Praxisbeispiel für den «Kern unseres Berufes» und «Gesundheit 2030»

Briefe / Mitteilungen
Édition
2020/36
DOI:
https://doi.org/10.4414/bms.2020.19172
Bull Med Suisses. 2020;101(36):1072

Publié le 01.09.2020

Praxisbeispiel für den «Kern unseres Berufs» und «Gesundheit 2030»

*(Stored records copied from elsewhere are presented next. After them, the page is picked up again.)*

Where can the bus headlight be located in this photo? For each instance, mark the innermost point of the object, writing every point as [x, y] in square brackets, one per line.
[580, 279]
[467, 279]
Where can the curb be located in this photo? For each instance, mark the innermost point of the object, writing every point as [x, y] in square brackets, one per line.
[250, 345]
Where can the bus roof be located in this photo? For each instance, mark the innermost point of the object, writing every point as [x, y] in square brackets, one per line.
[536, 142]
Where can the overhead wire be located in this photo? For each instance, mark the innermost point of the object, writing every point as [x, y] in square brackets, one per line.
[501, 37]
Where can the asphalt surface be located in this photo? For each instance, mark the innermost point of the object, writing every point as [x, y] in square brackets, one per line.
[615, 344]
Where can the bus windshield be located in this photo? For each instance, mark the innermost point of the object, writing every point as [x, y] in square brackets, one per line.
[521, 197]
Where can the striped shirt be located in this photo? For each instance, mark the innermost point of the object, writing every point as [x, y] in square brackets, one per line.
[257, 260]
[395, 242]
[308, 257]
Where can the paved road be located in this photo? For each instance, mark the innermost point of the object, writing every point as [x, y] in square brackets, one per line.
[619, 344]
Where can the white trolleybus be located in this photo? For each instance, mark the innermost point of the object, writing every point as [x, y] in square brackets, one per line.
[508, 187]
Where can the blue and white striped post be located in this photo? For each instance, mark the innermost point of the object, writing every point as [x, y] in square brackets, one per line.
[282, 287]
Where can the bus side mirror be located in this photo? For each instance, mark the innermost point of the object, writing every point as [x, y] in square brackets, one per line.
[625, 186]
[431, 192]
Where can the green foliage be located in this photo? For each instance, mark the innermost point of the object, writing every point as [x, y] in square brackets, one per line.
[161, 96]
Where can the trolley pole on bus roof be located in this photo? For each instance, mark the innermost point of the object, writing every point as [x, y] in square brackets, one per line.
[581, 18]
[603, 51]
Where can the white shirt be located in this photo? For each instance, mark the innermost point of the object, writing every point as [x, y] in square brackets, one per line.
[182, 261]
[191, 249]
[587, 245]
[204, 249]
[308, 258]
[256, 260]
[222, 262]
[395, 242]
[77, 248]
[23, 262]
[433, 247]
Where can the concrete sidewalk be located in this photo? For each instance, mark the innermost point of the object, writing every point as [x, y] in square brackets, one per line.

Herr M. Matter fordert zu Recht, dass die Medizin in den Diensten aller stehen muss. Es sollen auch Totgeschwiegenes und Ungleichheiten bekämpft werden. Er beklagt auch den schleichenden Verlust von Wohlbefinden und Widerstandsfähigkeit und befürchtet, wie wir alle, das drohende Globalbudget. Letzteres ist der Ausdruck einer rein monetären Betrachtungsweise, also einer fatalen Bankrotterklärung der empathischen, humanen Medizin. Etwa 99 Prozent der Medizinkosten werden für Reparaturen eingesetzt. Für 2018: Totalkosten von 82 Milliarden Franken, bedeutet 9700.–/Kopf und Jahr, = 12 Prozent des BIP. Aus diesen noch ansteigenden Zahlen hat «Gesundheit 2030» endlich den richtigen, aber auch seit Jahren eigentlich selbstverständlichen Schluss gezogen, die Prävention zu fördern, für die bisher nur ein Prozent des Riesengeldes vorgesehen war. Haben tatsächlich wir Ärzte Angst davor, bei besserer Prävention Umsätze einzubüssen? Wird sich die heute total hedonistische (salopp mit «lustige» übersetzt) Gesellschaft endlich wieder mit alten Grundwerten wie Verzicht, Demut und Empathie auseinanderzusetzen wagen? Werden wir die übermächtige Sauf- und Rauch-Lobby noch irgendwie eingrenzen können?
Um den sehr theoretischen Worten und Wünschen von Herrn M. Matter und «Gesundheit 2030» die anschauliche Substanz zu geben, hier ein klassisches Beispiel aus der manchmal auch vorbeugenden Grundversorgung: Die i.v.-Eisen-Substitution hat sich in den letzten 20 Jahren völlig zu Recht emanzipiert, medizinisch unterlegt verbreitet und in der Schweiz Hunderttausenden von Frauen den echt nachhaltigen Ausstieg aus ihrem oft jahrelangen, ässerst mühsamen Leben auf Halbmast gebracht. Der gute Erfolg dieser echt professionellen Grundversorgung hat jetzt einige Krankenkassen, die ganz offenbar nicht rechnen können, dazu veranlasst, die Kostenübernahme für Eiseninfusionen bei Ferritinwerten ab 16 ng/ml und höher abzulehnen. Dieser einseitige, willkürliche Entscheid ist eine brutale Ohrfeige an alle die Eisenmangelfrauen, welche mit so wenig Aufwand eigentlich ein vollwertiges Leben führen könnten. Diese Krankenkassen verweigern sich der Tatsache, dass durch effiziente Eiseninfusionen (70 % ertragen die Tabletten nicht) auch grosse Folgekosten durch viele Spezialistenbesuche vermieden werden können. Leider haben viele Eisenmangelfrauen diese nutzlose, kostenintensive, absolut nicht zielführende, mühsame Odysse auch schon hinter sich, gerade weil jetzt in dieser Sache die unsinnigen, völlig kontraproduktiven Fehlentscheide der Krankenkassen zunehmen. Die banale Erkenntnis, dass grundlegend fehlendes Eisen eben nur durch Eisen ersetzt werden kann, wird illustriert dadurch, dass für Alternativen angefragte Versicherungsärzte und klinische Professoren einfach Antworten verschweigen oder naiv und hilflos frische Luft empfehlen … !!!
Also bitte das Eisenmangel-Thema der mens-
truationsgeplagten Frauen nicht mehr weiterhin totschweigen, an der natürlichen Ungleichheit zu den Männern nicht mehr so überfahrend vorbeischauen, durch Aufklärung der Frauen (und aller ahnungslosen Männer) deren Gesundheitskompetenz fördern, auch durch Eisen gesund älter werden, über zehn Eisenmangelsymptomen mit Eisengabe ursächlich, medizinisch einzig richtig und nachhaltig vorbeugen, damit Versorgungsqualität erhöhen, die medizinische Behandlung verbessern und Kosten dämpfen. Fast der ganze Katalog von «Gesundheit 2030» kommt da ganz zwanglos hinein.